Yes, it’s a post about ‘those’ books. You must have heard of them. You must have seen stacks of them on display in your local bookshop. You must have people on Facebook or twitter commenting on them. You might even have read them. It’s fine if you have. I know people who have read them and thought they were great. I also know people who have read them and thought they were terrible. As I type this* the first instalment has received 2,657 5-star reviews on Amazon. It also has 1,875 1-star reviews. Not only is that impressive polarisation of readers, that’s an impressive number of reviews! Harry Potter and the Philosopher’s Stone has only racked up a total of 1,358 reviews on Amazon and that was published 12 years ago. So, love them or hate them, people are reading these books. And when everyone is reading something it’s natural to want to see what all the fuss is about. So my first thought was ‘I shall read them’!
Me: But you won’t like them.
Me: I know, but once I have read them I’ll be able compose ranty blog posts about how poorly written it is and complain at length about it to strangers on the internet.
Me: Because it will make me feel smug and superior because my writing is better.

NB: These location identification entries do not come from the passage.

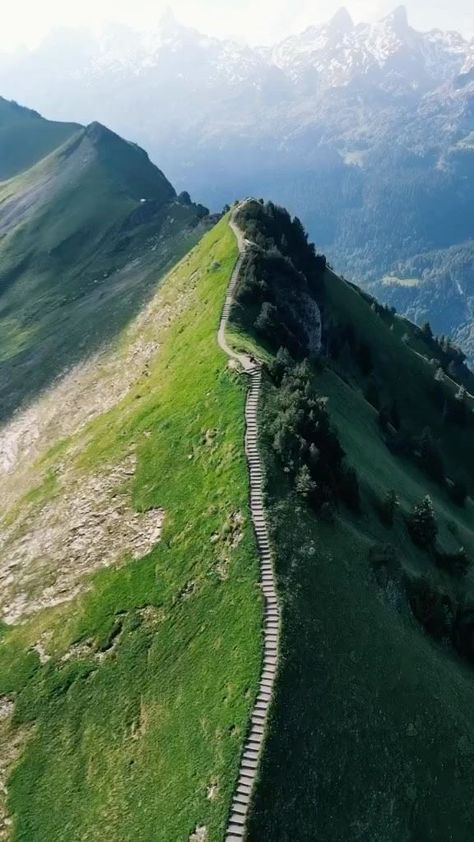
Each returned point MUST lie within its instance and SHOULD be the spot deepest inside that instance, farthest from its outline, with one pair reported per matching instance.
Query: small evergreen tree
(422, 523)
(389, 507)
(304, 485)
(427, 332)
(431, 457)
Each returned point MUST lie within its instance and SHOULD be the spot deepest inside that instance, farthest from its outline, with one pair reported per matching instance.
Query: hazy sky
(257, 21)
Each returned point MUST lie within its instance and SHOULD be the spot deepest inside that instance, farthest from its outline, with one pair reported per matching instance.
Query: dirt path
(236, 828)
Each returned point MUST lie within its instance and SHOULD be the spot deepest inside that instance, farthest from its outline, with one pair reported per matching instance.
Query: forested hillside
(369, 464)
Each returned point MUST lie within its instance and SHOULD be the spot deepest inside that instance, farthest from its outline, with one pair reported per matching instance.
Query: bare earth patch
(47, 549)
(46, 554)
(11, 745)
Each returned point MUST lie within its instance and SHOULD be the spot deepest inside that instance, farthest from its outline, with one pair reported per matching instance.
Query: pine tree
(422, 523)
(303, 483)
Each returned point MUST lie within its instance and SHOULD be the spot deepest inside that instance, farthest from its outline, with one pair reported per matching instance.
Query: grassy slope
(126, 748)
(372, 736)
(25, 137)
(81, 251)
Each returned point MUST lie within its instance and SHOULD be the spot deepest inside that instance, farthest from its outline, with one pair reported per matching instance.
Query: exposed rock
(46, 554)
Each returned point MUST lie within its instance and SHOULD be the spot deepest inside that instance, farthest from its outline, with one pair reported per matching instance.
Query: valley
(237, 509)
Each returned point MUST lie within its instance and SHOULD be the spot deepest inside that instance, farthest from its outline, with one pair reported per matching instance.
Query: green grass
(126, 747)
(25, 138)
(372, 736)
(82, 260)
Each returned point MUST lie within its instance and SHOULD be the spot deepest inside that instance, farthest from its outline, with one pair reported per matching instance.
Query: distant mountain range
(367, 131)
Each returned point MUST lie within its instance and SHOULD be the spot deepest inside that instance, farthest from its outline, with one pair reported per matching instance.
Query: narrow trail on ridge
(249, 762)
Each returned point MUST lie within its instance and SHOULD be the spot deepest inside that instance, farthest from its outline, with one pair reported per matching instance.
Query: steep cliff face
(82, 234)
(369, 460)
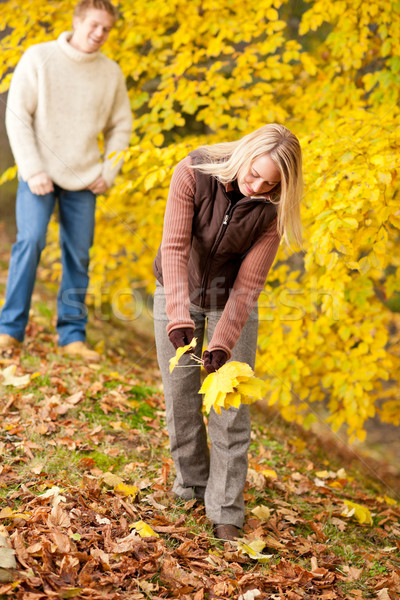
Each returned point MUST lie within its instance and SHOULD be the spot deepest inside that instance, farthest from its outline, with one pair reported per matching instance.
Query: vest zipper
(215, 247)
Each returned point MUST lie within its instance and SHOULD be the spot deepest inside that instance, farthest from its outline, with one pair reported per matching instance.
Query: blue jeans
(76, 237)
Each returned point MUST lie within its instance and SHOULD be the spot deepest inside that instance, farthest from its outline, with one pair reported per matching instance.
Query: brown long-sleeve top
(175, 252)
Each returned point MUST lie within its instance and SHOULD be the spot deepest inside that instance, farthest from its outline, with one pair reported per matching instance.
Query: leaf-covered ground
(84, 459)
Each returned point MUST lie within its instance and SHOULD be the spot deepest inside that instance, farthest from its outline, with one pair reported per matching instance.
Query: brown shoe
(227, 533)
(7, 342)
(80, 350)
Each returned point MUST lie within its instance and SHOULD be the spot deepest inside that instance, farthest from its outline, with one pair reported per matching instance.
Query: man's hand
(40, 184)
(181, 337)
(99, 186)
(214, 360)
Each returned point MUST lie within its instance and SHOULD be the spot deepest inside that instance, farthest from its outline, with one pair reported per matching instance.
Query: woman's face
(259, 178)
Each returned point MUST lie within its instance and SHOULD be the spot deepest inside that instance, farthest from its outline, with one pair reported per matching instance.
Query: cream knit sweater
(60, 100)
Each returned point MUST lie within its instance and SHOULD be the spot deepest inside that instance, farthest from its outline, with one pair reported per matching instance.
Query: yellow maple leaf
(143, 529)
(262, 512)
(11, 379)
(231, 385)
(269, 474)
(126, 490)
(254, 549)
(361, 513)
(179, 353)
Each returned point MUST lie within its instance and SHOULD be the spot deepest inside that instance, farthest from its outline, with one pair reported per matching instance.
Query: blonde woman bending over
(228, 207)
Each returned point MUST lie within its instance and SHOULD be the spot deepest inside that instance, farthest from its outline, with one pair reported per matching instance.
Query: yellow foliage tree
(206, 70)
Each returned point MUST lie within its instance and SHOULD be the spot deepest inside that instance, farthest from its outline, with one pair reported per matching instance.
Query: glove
(214, 360)
(181, 337)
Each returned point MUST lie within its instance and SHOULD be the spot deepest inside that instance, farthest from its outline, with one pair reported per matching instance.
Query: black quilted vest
(222, 235)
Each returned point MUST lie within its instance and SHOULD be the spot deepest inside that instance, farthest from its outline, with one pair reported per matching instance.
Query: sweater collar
(73, 53)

Me: Really? When did we outsell Harry Potter and get a movie deal for one of our books? I must have missed that. Who are they getting to play Devon?
At this point I back out of the internal dialogue and figure wasting any time or money reading books I am simply not going to like is not going to give me any bragging rights. It’s just going to make me the idiot who bought three books I wouldn’t like and wasted precious time reading them just because ‘everyone else on the internet was doing it’.
But this whole 50 shades fuss has been going on for a while now. I can’t let it bypass me completely. So, in the words of Rastamouse, I can ‘make a bad t’ing good’. Instead of reading the Grey books I will use the time to read three classic books that to date I have never found the time for. I have selected the following books:
Sir Arthur Conan Doyle’s ‘The Memoirs of Sherlock Holmes’, because I’ve watched a lot of Holmes but never read any, and it was written by a Sir!
Mary Shelley’s ‘Frankenstein’. It was a toss up between this and Dracula. This won purely because we own a copy :).
Alexander Dumas’s ‘The Three Musketeers’. Because swashbuckling was cool before ninjas, pirates and vampires were.
I think I’ll see how I get on with those and maybe find another 3 books to read if I’m ever tempted again….
*I actually wrote this post some time ago at the height of the fad, but for some reason I didn’t post it, so I’ve just updated the figures and I’m posting it now. I still have to read those classic books after all!